Suddenly, his calmness was gone, replaced by panic. Where was his suitcase? With a growing sense of foreboding, he searched for his large case. It took him a while, but he found it in the back of a built-in cupboard in one of the closet-bedrooms. He pulled the suitcase out and opened it, then searched the lining. When he felt the leather case of the photo, he breathed a sigh of relief. He had brought only one photo of Stacy and he’d hidden it under the lining of his suitcase. He’d decided that it would be better if he kept what he was doing and why a secret. He would tell people he was interested in their lady swashbuckler ghost rather than in a woman who’d committed suicide just a few years ago. Jace feared that if he showed the photo and asked questions, someone would warn the person Stacy had met to get out of town. He wasn’t sure how he was going to do it, but he knew that his questions had to be subtle and he had to work around what he actually wanted to know.

“So you found me!” Mrs. Browne said when Jace at last found her kitchen.

“No problem,” he said, lying. Once again, he’d taken a wrong turn. Frustrated, he’d gone outside and tried to find another way in. For such a big house, it had extraordinarily few exterior doors. In the end, he had to circle the entire house before he found the door that Mrs. Browne had pushed him out of the day before. Seeing that the long walk had made his heart beat faster, he knew he’d made the right choice when he put on a sweatsuit. A run around his seventy-two acres would be good for him.

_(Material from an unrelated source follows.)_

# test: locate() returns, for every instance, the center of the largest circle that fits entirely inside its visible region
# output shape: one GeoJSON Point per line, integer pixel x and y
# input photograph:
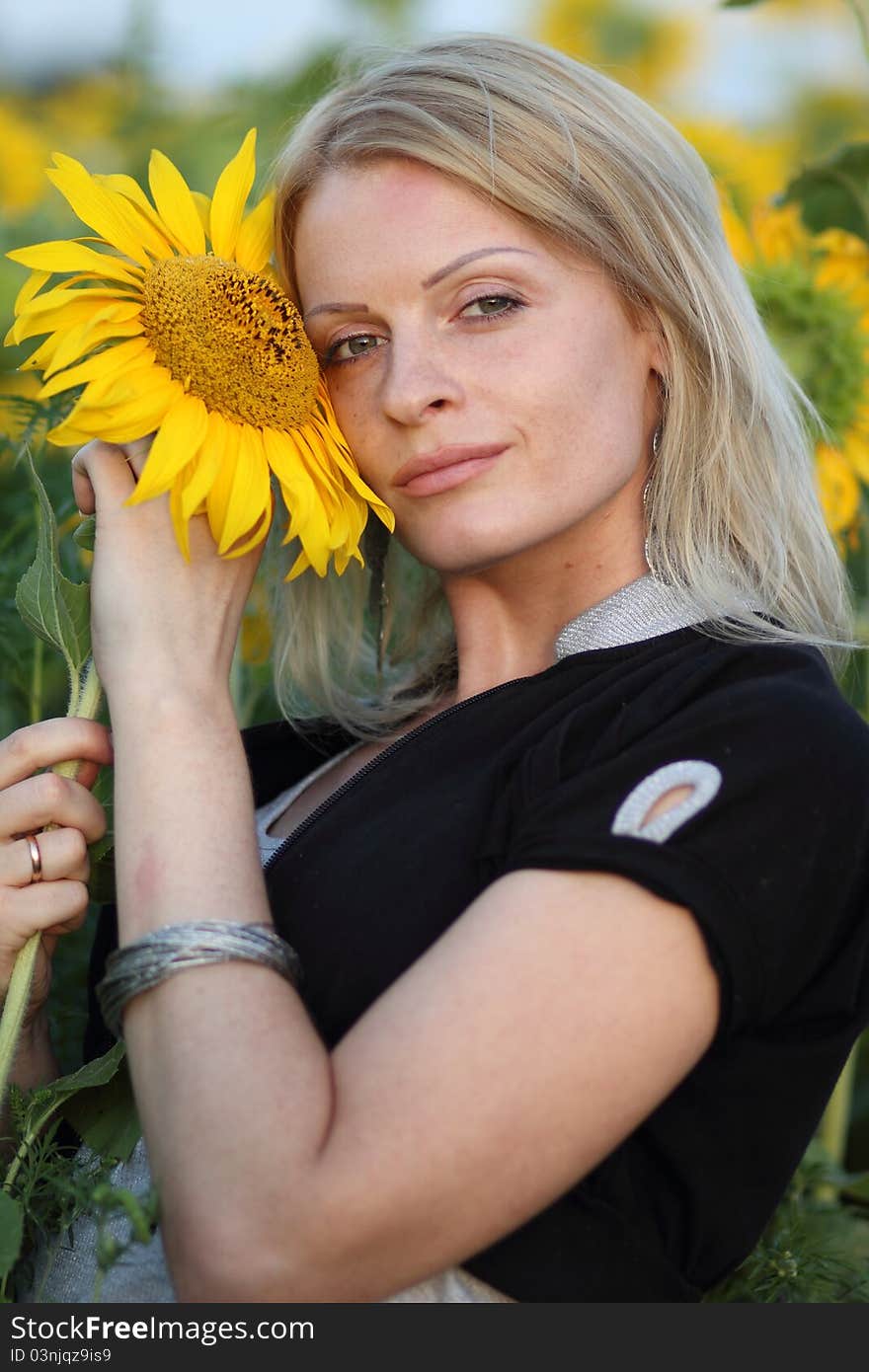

“It’s late, but I think I can still make you a breakfast,” Mrs. Browne said.

He looked at the clock on the wall. It was 8:05 in the morning. “That would be kind of you.” He took a seat at the big table in the center of the room. “Where do you live?” He knew there were two apartments in that wing of the house. He was told that the housekeeper lived in one but the other one was vacant. He wanted to be sure he didn’t accidentally wander into Mrs. Browne’s private territory.

She had her back to him at the Aga and when he saw her stiffen, he knew she’d taken his question the wrong way. “Do you mean to evict me?”

“Throw out Jamie’s girl? How could I do that?”

She rewarded his jest with a bit of a smile and a platter of food: three sausages, three fried eggs, broiled mushrooms and tomatoes, and two thick slices of fried bread. It was accompanied by a pot of tea strong enough to float fishing weights.

Jace looked up at her in astonishment. “This is from Jamie?”

“No, that’s a good English breakfast. But if it’s too much for the likes of you…” She reached out to take the plate away.

Jace stopped her. Living alone, he tended to eat a boring bowl of cereal for breakfast, but since he’d slept through dinner last night, he was ravenous. “I’ll manage,” he said, picking up his fork.

“See that you do. You’re a mite thin to be livin’ in England.”

Jace looked at her back and thought that no matter what he accomplished in his life, to Mrs. Browne he’d always fall short because of where he was born. The food was delicious. It was high calorie, cholesterol laden, and bad for him, but wonderful tasting. “So where
do
you live?”

“Across the way,” she said, waving her hand in the general direction of “outside.”

Jace wanted to ask more, but just then Mrs. Browne saw a girl walking through the courtyard.

“There that dratted girl is again! Mark my word, she’s stealin’ raspberries. That old man Hatch says the birds get ’em, but I think they’re in it together. She’s sellin’ ’em is what I think. If I ever catch her, I’ll sack her.” With that, she bustled out of the kitchen, running for the outside door. Minutes later, Jace saw her running across the courtyard after the poor girl, who seemed to be guilty only of shaking the dust out of a rug.